## Assignment - Single Machine Parallelization

In this assignment we will be investigating the Enron email corpus from the 2002 Federal Energy Regulatory Commission (FERB) investigation.  This corpus of emails is still used to train AI on topics related to corporate communication, as this is one of the few public datasets available. Though there are AI ethics questions if the data is used for language purposes without proper precautions. [Read this article](https://qz.com/work/1546565/the-emails-that-brought-down-enron-still-shape-our-daily-lives/) to learn more about the dataset and its implications for AI.

Start off by choosing the `ml.m5.xlarge` instance as your kernel.
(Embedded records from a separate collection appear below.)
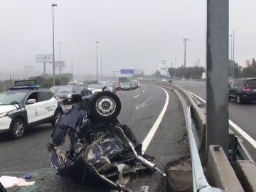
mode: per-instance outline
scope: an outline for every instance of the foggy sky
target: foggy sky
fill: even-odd
[[[1,0],[0,79],[26,76],[24,65],[43,73],[36,54],[52,53],[52,7],[55,7],[55,60],[75,74],[96,73],[96,43],[102,53],[102,73],[141,68],[154,73],[161,60],[168,66],[183,63],[183,38],[189,38],[187,65],[206,62],[206,0]],[[240,65],[255,54],[255,0],[230,2],[230,29],[235,30],[235,60]],[[99,64],[100,58],[99,54]],[[47,64],[47,73],[52,65]]]

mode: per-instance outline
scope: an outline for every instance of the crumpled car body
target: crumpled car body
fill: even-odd
[[[82,184],[125,191],[129,176],[149,169],[161,171],[151,163],[151,157],[142,155],[142,144],[131,129],[119,124],[115,116],[121,107],[114,117],[111,116],[112,112],[107,113],[110,117],[106,117],[105,111],[102,118],[92,114],[91,107],[97,107],[99,99],[107,101],[105,96],[114,97],[115,107],[120,106],[118,97],[110,92],[102,92],[100,95],[83,99],[74,95],[78,102],[57,121],[51,134],[53,143],[48,144],[48,149],[52,166],[60,175]],[[104,102],[100,103],[112,107]],[[69,138],[68,142],[66,137]],[[63,149],[67,143],[69,146]]]

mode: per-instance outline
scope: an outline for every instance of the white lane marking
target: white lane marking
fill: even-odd
[[[198,97],[198,95],[188,91],[189,94],[191,94],[192,95],[198,97],[199,100],[201,100],[202,102],[206,103],[206,101]],[[231,125],[243,138],[245,138],[249,143],[250,143],[251,145],[252,145],[255,148],[256,148],[256,141],[253,139],[247,132],[245,132],[244,130],[242,130],[238,125],[237,125],[235,123],[234,123],[232,120],[228,119],[228,123],[230,125]]]
[[[145,137],[145,139],[144,139],[144,141],[142,142],[142,151],[146,151],[146,149],[148,148],[151,141],[153,139],[154,135],[155,134],[157,129],[159,127],[159,124],[160,124],[160,123],[164,117],[164,115],[167,110],[167,107],[168,107],[168,104],[169,104],[169,94],[168,94],[167,91],[166,90],[163,89],[162,87],[160,87],[158,86],[156,86],[156,87],[161,89],[162,90],[164,90],[165,92],[165,93],[166,95],[166,102],[164,105],[163,110],[161,110],[159,116],[157,117],[156,121],[155,122],[153,127],[151,127],[149,132],[148,133],[148,134],[146,135],[146,137]]]
[[[149,98],[147,98],[147,99],[146,99],[144,102],[142,102],[142,104],[136,105],[135,110],[139,110],[139,109],[141,109],[141,108],[143,108],[143,107],[145,107],[148,106],[149,105],[147,104],[147,102],[148,102],[151,99],[152,99],[152,97],[149,97]]]

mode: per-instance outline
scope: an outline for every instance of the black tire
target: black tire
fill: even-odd
[[[92,119],[108,120],[115,118],[121,111],[121,101],[110,91],[97,93],[92,99],[89,117]]]
[[[238,103],[238,104],[242,104],[243,102],[242,99],[239,95],[237,97],[236,101],[237,101],[237,103]]]
[[[11,134],[14,139],[21,138],[26,132],[26,124],[21,118],[16,118],[12,120],[10,126]]]
[[[60,118],[60,117],[63,114],[63,111],[62,110],[57,109],[55,110],[55,112],[54,112],[53,119],[50,122],[50,124],[53,127],[55,127],[58,119]]]

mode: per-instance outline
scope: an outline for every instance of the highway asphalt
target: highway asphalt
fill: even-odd
[[[178,160],[188,152],[188,145],[179,142],[186,134],[186,127],[178,99],[172,91],[166,90],[166,92],[150,85],[117,92],[122,105],[118,119],[121,124],[132,128],[140,142],[159,120],[166,103],[166,94],[169,99],[167,109],[146,151],[160,161],[160,165]],[[0,176],[50,168],[46,144],[50,142],[52,130],[50,124],[43,124],[30,129],[18,140],[12,139],[8,133],[0,134]]]
[[[177,80],[176,85],[181,86],[186,90],[199,96],[206,100],[206,82],[196,80]],[[240,127],[253,139],[256,140],[256,102],[247,102],[238,104],[235,101],[229,102],[229,118],[235,124]],[[235,134],[240,136],[235,129],[233,129]],[[255,148],[252,146],[246,139],[242,138],[246,147],[247,147],[250,155],[256,161]]]

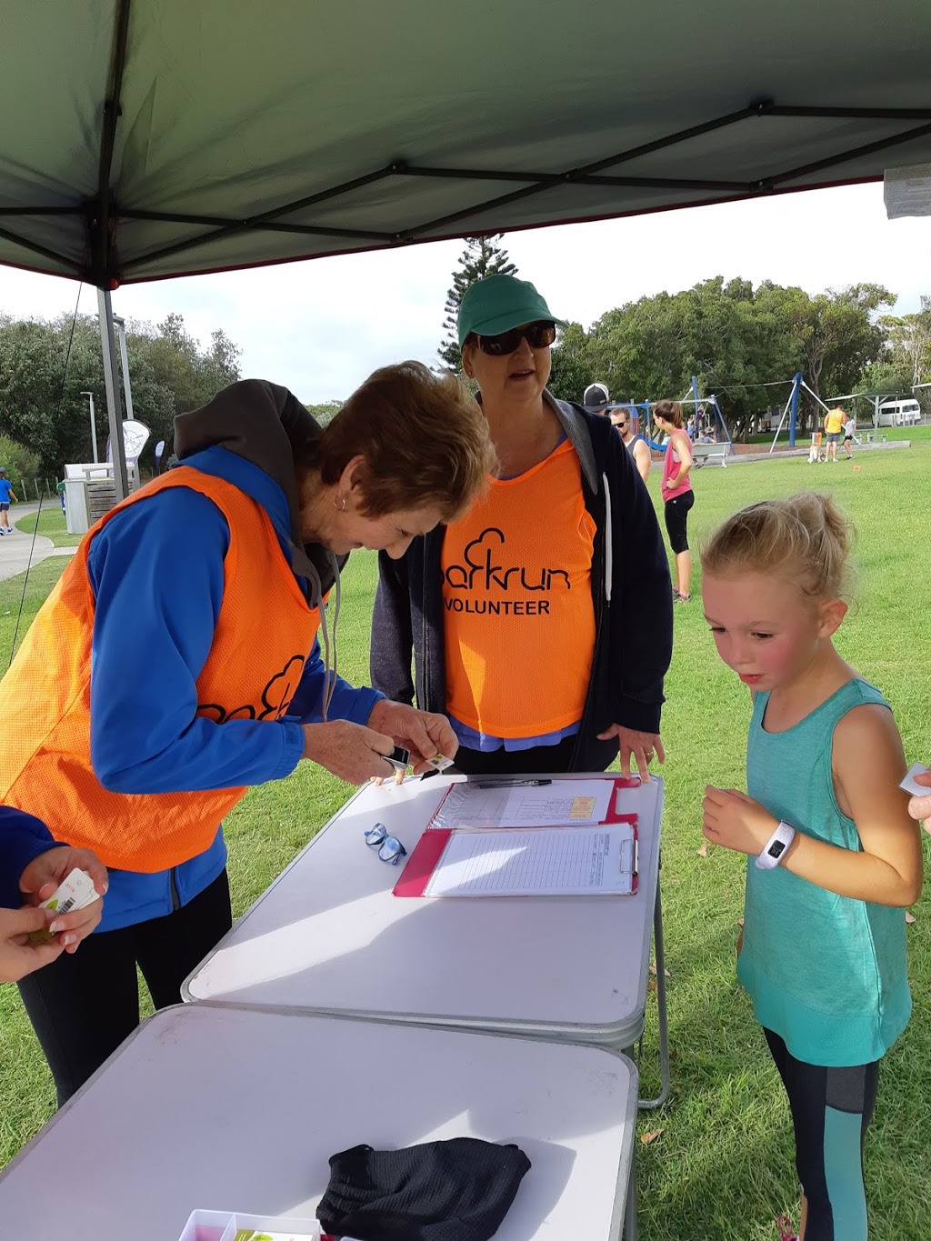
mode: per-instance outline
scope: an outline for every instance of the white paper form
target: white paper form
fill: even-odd
[[[490,783],[490,782],[489,782]],[[547,828],[595,827],[611,808],[614,782],[554,779],[549,784],[453,784],[431,822],[431,828]]]
[[[425,896],[627,896],[633,825],[453,831]]]

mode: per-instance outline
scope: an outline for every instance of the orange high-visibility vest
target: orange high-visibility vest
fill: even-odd
[[[42,819],[57,840],[93,849],[110,867],[159,871],[210,848],[245,788],[112,793],[91,766],[91,540],[120,509],[171,486],[209,496],[230,525],[223,597],[197,678],[197,711],[278,720],[298,686],[319,613],[304,598],[271,517],[232,483],[186,467],[117,505],[88,531],[26,634],[2,681],[0,802]],[[139,549],[144,555],[145,549]],[[184,556],[184,547],[179,547]],[[139,659],[145,659],[139,652]],[[127,666],[127,678],[133,676]]]
[[[564,441],[446,530],[443,637],[449,715],[494,737],[582,719],[595,653],[592,550],[576,450]]]

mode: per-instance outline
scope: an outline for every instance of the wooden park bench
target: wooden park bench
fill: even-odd
[[[691,444],[691,459],[696,468],[705,463],[720,462],[726,468],[730,444],[721,441],[720,444]]]

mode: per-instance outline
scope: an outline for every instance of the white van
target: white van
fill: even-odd
[[[912,427],[921,421],[921,407],[912,397],[909,401],[883,401],[879,406],[878,427]]]

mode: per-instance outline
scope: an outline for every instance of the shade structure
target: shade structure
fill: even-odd
[[[927,0],[6,0],[0,262],[98,288],[931,160]]]

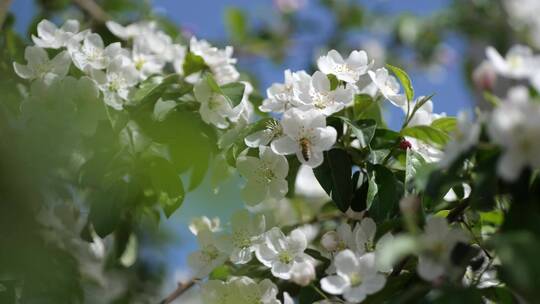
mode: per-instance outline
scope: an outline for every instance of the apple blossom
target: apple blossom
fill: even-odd
[[[267,98],[259,106],[262,112],[283,113],[299,104],[297,86],[308,83],[311,78],[305,71],[285,70],[284,74],[284,83],[274,83],[266,90]]]
[[[251,261],[252,253],[265,232],[264,215],[251,216],[247,210],[236,212],[231,218],[230,234],[225,234],[217,246],[224,252],[230,252],[230,260],[234,264],[245,264]]]
[[[26,65],[14,62],[13,68],[19,77],[28,80],[40,79],[50,82],[51,78],[66,76],[71,65],[71,59],[66,51],[49,59],[44,49],[35,46],[25,49],[24,58]]]
[[[249,205],[256,205],[264,200],[282,199],[287,194],[287,159],[274,153],[270,148],[259,147],[259,158],[241,156],[237,160],[240,174],[247,179],[242,189],[242,198]]]
[[[368,71],[368,74],[384,98],[397,107],[403,108],[407,105],[407,98],[399,93],[400,85],[397,79],[390,75],[386,68],[377,69],[375,72]]]
[[[88,35],[89,31],[79,32],[79,21],[67,20],[62,27],[58,28],[49,20],[42,20],[37,26],[37,37],[32,35],[32,40],[37,47],[59,49],[69,43],[80,42]]]
[[[322,164],[323,152],[336,142],[336,130],[327,127],[324,116],[315,110],[290,109],[281,125],[285,136],[272,142],[272,150],[281,155],[294,153],[301,163],[312,168]]]
[[[369,62],[365,51],[352,51],[349,58],[343,59],[336,50],[317,60],[319,70],[325,74],[333,74],[337,79],[355,84],[360,76],[367,73],[373,62]]]
[[[306,261],[306,236],[300,230],[293,230],[289,236],[274,227],[266,232],[264,241],[255,251],[257,259],[271,268],[272,275],[289,280],[294,275],[295,264]]]
[[[386,278],[375,268],[373,253],[359,257],[351,250],[344,250],[336,255],[334,264],[337,274],[323,278],[321,287],[330,294],[343,295],[349,302],[360,303],[386,284]]]
[[[302,79],[298,84],[298,106],[314,109],[325,116],[341,111],[353,101],[354,90],[351,85],[330,88],[330,80],[322,72],[315,72],[311,79]]]

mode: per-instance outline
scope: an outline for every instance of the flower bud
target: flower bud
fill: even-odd
[[[484,61],[474,69],[472,79],[478,89],[492,91],[497,82],[497,72],[489,61]]]
[[[307,286],[316,278],[314,261],[306,260],[296,263],[291,270],[291,280],[300,286]]]
[[[420,208],[420,199],[416,195],[408,195],[399,201],[399,209],[405,215],[414,215]]]
[[[321,245],[328,251],[336,251],[339,246],[339,236],[335,231],[328,231],[321,238]]]

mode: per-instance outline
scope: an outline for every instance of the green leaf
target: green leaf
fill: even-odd
[[[208,68],[201,56],[188,52],[182,66],[184,75],[188,76]]]
[[[150,161],[149,175],[163,211],[170,217],[184,201],[184,184],[174,166],[163,158]]]
[[[324,162],[313,172],[338,209],[342,212],[349,209],[353,195],[352,160],[349,154],[342,149],[324,152]]]
[[[228,8],[225,11],[225,21],[233,39],[242,41],[246,38],[246,16],[241,9],[234,7]]]
[[[423,167],[426,161],[419,153],[412,149],[407,149],[407,160],[405,164],[405,191],[412,193],[414,189],[414,178],[419,168]]]
[[[133,95],[133,102],[130,105],[153,105],[161,97],[169,85],[179,82],[180,76],[178,74],[171,74],[165,76],[163,79],[151,77],[145,80],[140,85],[140,88],[135,91]]]
[[[410,136],[428,144],[443,147],[450,137],[445,132],[430,126],[413,126],[401,130],[402,136]]]
[[[347,117],[339,116],[344,123],[346,123],[354,135],[360,142],[360,147],[367,147],[375,135],[375,130],[377,129],[377,122],[373,119],[364,119],[358,121],[351,121]]]
[[[395,67],[393,65],[387,64],[386,67],[389,68],[394,73],[394,75],[396,75],[396,77],[399,79],[399,81],[401,82],[401,85],[403,86],[405,90],[405,95],[407,96],[407,100],[409,102],[412,102],[414,100],[414,88],[412,86],[412,82],[411,82],[411,79],[409,78],[409,75],[407,75],[407,73],[404,70],[398,67]]]
[[[90,202],[88,219],[97,235],[103,238],[116,229],[126,198],[127,185],[123,182],[91,193],[88,198]]]
[[[377,193],[368,207],[369,215],[376,222],[390,219],[396,214],[402,189],[392,171],[385,166],[374,165],[370,171],[370,188],[371,185],[376,185]],[[371,189],[368,191],[368,197],[373,195],[370,192]]]
[[[442,117],[431,122],[431,127],[449,134],[456,129],[457,119],[455,117]]]

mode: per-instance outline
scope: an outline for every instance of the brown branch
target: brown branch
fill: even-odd
[[[163,299],[160,304],[169,304],[172,303],[174,300],[179,298],[184,292],[186,292],[188,289],[193,287],[195,285],[195,280],[190,280],[187,283],[178,283],[178,287],[165,299]]]
[[[4,21],[6,21],[6,16],[12,1],[13,0],[0,0],[0,29],[2,29]]]
[[[99,23],[105,23],[111,19],[111,17],[94,0],[73,0],[73,3]]]

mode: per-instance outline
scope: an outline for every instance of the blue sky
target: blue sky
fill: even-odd
[[[307,16],[320,16],[323,29],[329,26],[324,12],[313,3],[305,8],[302,14]],[[448,0],[365,0],[360,1],[371,8],[378,8],[389,13],[409,12],[414,15],[427,15],[445,5]],[[226,39],[226,29],[223,22],[225,8],[237,6],[247,10],[252,18],[268,18],[268,8],[272,6],[271,0],[155,0],[155,9],[169,16],[178,24],[188,27],[195,35],[209,40]],[[27,25],[35,14],[33,0],[17,0],[12,5],[12,12],[17,17],[17,29],[26,33]],[[316,47],[317,40],[308,46]],[[434,98],[435,111],[456,114],[459,109],[470,108],[470,94],[464,86],[463,71],[459,54],[463,53],[463,43],[457,37],[452,37],[447,42],[448,46],[457,54],[457,61],[446,66],[446,77],[434,81],[434,77],[425,71],[409,71],[417,95],[430,95],[436,93]],[[240,62],[241,68],[249,68],[260,78],[263,88],[272,82],[281,82],[283,70],[286,68],[299,69],[312,58],[305,58],[303,52],[293,54],[283,65],[274,65],[268,60],[257,59],[249,62]],[[396,112],[390,112],[390,118],[397,118]],[[399,123],[393,119],[394,124]],[[208,189],[200,187],[199,189]],[[207,191],[207,190],[206,190]],[[220,216],[226,220],[229,215],[241,207],[238,181],[232,180],[230,184],[222,187],[219,194],[205,193],[203,190],[188,195],[188,199],[181,210],[176,212],[167,226],[178,234],[179,241],[173,244],[166,252],[154,252],[159,258],[163,258],[170,264],[169,269],[184,269],[185,259],[188,252],[196,247],[196,241],[187,229],[187,224],[192,216],[208,215]],[[181,242],[180,242],[181,240]]]

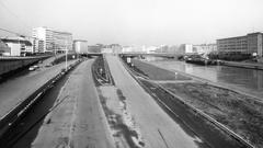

Then start conducting the lab.

---

### Task 0: Download dataset and explore it

The research dataset is located here, maintained by Carnegie Mellon University, https://www.cs.cmu.edu/~enron/. Though due to its size we have created a smaller version on S3. Follow these steps to get the file:

1. Copy the file from the class's public S3 bucket into your own S3 bucket. You must change the bucket name to yours with your net id. `aws s3 cp s3://bigdatateaching/enron/maildir.zip s3://[NET_ID]-labdata`

2. Copy the file from your own S3 bucket to SageMaker. Use the boto3 package for this. This will place the `maildir` directory from the zip file into the tmp folder of your EC2.

In [6]:
import boto3
my_bucket = 'mc2582-labdata'
my_file = 'maildir.zip'

s3client = boto3.client('s3')
s3client.download_file(my_bucket, my_file, '/tmp/maildir.zip')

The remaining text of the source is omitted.